Ruines En prenant du recul, nous voyons que le flanc de la montagne est couvert des ruines d'un ancien village fortifié. Les murs grimpent jusqu'au dessus du pic qui surplombe le confluent des deux oueds. Tout au sommet, on perçoit la silhouette à moitié effondrée d'une tour. La densité de population qui vivait ici devait être bien supérieure à ce que des chasseurs-cueilleurs pouvaient nourrir. Ceci nous renseigne partiellement sur l'ancienneté de ce village remontant tout au plus au chalcolithique, c'est à dire quand bien même encore 5000 ans avant le présent.

Murs jusqu'au sommet de la montagne
Sur la photo à droite, vous pouvez voir les puissants murs percés de portes surmontées de lourds linteaux. (détail ici).
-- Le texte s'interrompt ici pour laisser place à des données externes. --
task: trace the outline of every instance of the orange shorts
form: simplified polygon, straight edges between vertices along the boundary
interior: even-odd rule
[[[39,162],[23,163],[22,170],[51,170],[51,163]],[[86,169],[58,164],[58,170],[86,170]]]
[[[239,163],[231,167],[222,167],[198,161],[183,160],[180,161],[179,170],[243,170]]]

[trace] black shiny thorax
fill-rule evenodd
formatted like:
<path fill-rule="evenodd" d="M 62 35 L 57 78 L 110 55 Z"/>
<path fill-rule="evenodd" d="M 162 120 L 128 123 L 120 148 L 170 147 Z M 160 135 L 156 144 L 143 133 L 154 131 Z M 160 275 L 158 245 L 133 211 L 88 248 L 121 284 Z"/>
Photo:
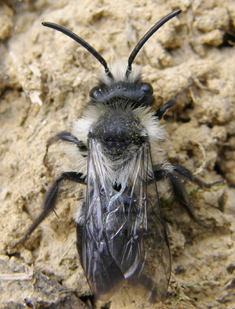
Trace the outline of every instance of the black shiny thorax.
<path fill-rule="evenodd" d="M 123 108 L 122 103 L 107 106 L 98 121 L 92 126 L 89 137 L 96 138 L 106 155 L 112 159 L 125 156 L 126 152 L 138 149 L 146 140 L 143 126 L 133 109 Z"/>
<path fill-rule="evenodd" d="M 132 106 L 149 106 L 153 103 L 153 88 L 141 80 L 136 82 L 113 82 L 110 85 L 100 83 L 90 91 L 92 104 L 111 104 L 117 99 L 130 100 Z"/>

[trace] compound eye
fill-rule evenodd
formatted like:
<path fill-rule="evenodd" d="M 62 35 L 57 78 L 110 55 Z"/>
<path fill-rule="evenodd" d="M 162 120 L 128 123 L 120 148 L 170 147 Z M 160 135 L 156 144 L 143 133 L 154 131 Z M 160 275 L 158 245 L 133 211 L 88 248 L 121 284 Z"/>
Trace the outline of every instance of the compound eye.
<path fill-rule="evenodd" d="M 100 99 L 103 97 L 102 91 L 100 87 L 94 87 L 90 91 L 90 97 L 94 99 L 95 101 L 100 101 Z"/>
<path fill-rule="evenodd" d="M 153 87 L 150 84 L 147 84 L 147 83 L 142 84 L 141 90 L 144 93 L 153 94 Z"/>

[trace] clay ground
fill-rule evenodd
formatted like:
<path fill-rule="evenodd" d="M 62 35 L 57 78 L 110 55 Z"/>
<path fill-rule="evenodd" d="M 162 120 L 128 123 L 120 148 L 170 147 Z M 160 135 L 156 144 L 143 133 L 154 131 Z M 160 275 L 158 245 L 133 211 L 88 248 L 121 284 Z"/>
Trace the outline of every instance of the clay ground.
<path fill-rule="evenodd" d="M 82 115 L 101 65 L 42 21 L 66 26 L 108 61 L 127 59 L 141 36 L 173 9 L 136 58 L 159 107 L 181 90 L 165 116 L 169 161 L 207 182 L 188 185 L 203 228 L 164 200 L 172 276 L 164 304 L 123 287 L 104 305 L 92 300 L 75 244 L 81 186 L 62 187 L 56 208 L 14 254 L 40 213 L 43 195 L 68 166 L 60 145 L 43 164 L 47 139 Z M 233 0 L 0 1 L 0 308 L 235 308 L 235 3 Z M 154 158 L 157 161 L 157 157 Z M 161 190 L 167 190 L 163 186 Z M 161 191 L 160 190 L 160 191 Z M 81 297 L 84 302 L 80 299 Z"/>

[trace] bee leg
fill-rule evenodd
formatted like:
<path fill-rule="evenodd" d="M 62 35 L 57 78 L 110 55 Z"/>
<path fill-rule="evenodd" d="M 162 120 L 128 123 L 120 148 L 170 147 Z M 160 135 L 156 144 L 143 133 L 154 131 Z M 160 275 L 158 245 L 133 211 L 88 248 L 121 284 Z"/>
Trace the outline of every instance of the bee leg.
<path fill-rule="evenodd" d="M 50 189 L 47 191 L 43 201 L 43 211 L 39 215 L 39 217 L 33 222 L 25 235 L 12 247 L 12 249 L 16 248 L 19 244 L 22 244 L 30 234 L 36 229 L 36 227 L 47 217 L 47 215 L 54 210 L 57 199 L 60 185 L 63 180 L 70 180 L 80 184 L 86 184 L 85 179 L 82 173 L 76 172 L 65 172 L 61 174 L 52 184 Z"/>
<path fill-rule="evenodd" d="M 179 176 L 181 176 L 182 178 L 185 178 L 186 180 L 189 180 L 190 182 L 194 182 L 196 183 L 200 188 L 210 188 L 216 184 L 222 183 L 224 180 L 217 180 L 215 182 L 212 183 L 206 183 L 200 179 L 198 179 L 197 177 L 195 177 L 188 169 L 186 169 L 183 166 L 180 165 L 172 165 L 172 168 L 174 170 L 174 172 L 176 172 Z"/>
<path fill-rule="evenodd" d="M 163 106 L 159 107 L 159 109 L 154 113 L 154 116 L 159 120 L 162 119 L 165 112 L 176 105 L 176 96 L 170 100 L 168 100 Z"/>
<path fill-rule="evenodd" d="M 56 134 L 55 136 L 52 136 L 51 138 L 48 139 L 47 141 L 47 145 L 46 145 L 46 153 L 44 155 L 43 158 L 43 164 L 47 167 L 48 166 L 48 160 L 47 160 L 47 156 L 48 156 L 48 149 L 49 147 L 54 144 L 57 143 L 59 141 L 63 141 L 63 142 L 69 142 L 69 143 L 74 143 L 78 149 L 80 151 L 87 151 L 87 147 L 86 145 L 82 142 L 79 141 L 76 136 L 74 136 L 73 134 L 67 132 L 67 131 L 62 131 L 59 132 L 58 134 Z"/>
<path fill-rule="evenodd" d="M 182 183 L 178 180 L 178 177 L 180 176 L 183 179 L 187 179 L 190 182 L 194 182 L 200 187 L 205 188 L 210 188 L 214 184 L 221 183 L 222 182 L 221 180 L 207 184 L 201 181 L 200 179 L 196 178 L 195 176 L 193 176 L 193 174 L 186 168 L 178 165 L 171 165 L 170 168 L 168 167 L 165 169 L 163 165 L 155 166 L 154 176 L 157 182 L 166 179 L 171 187 L 171 190 L 173 192 L 176 201 L 185 208 L 185 210 L 188 212 L 189 216 L 193 220 L 195 220 L 199 225 L 208 228 L 208 226 L 203 224 L 194 214 L 193 207 L 190 205 L 188 201 L 185 188 L 182 185 Z"/>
Hélas, le temps nous manque car il nous faudrait plusieurs jours pour explorer les lieux. Nous reviendrons une autre année.

Nous quittons
Nous quittons le village oublié par la route qu'on aperçoit sur la montagne à droite.

Avant d'abandonner l'oued Tamanart, nous avons le temps de photographier cette tente de nomades au loin.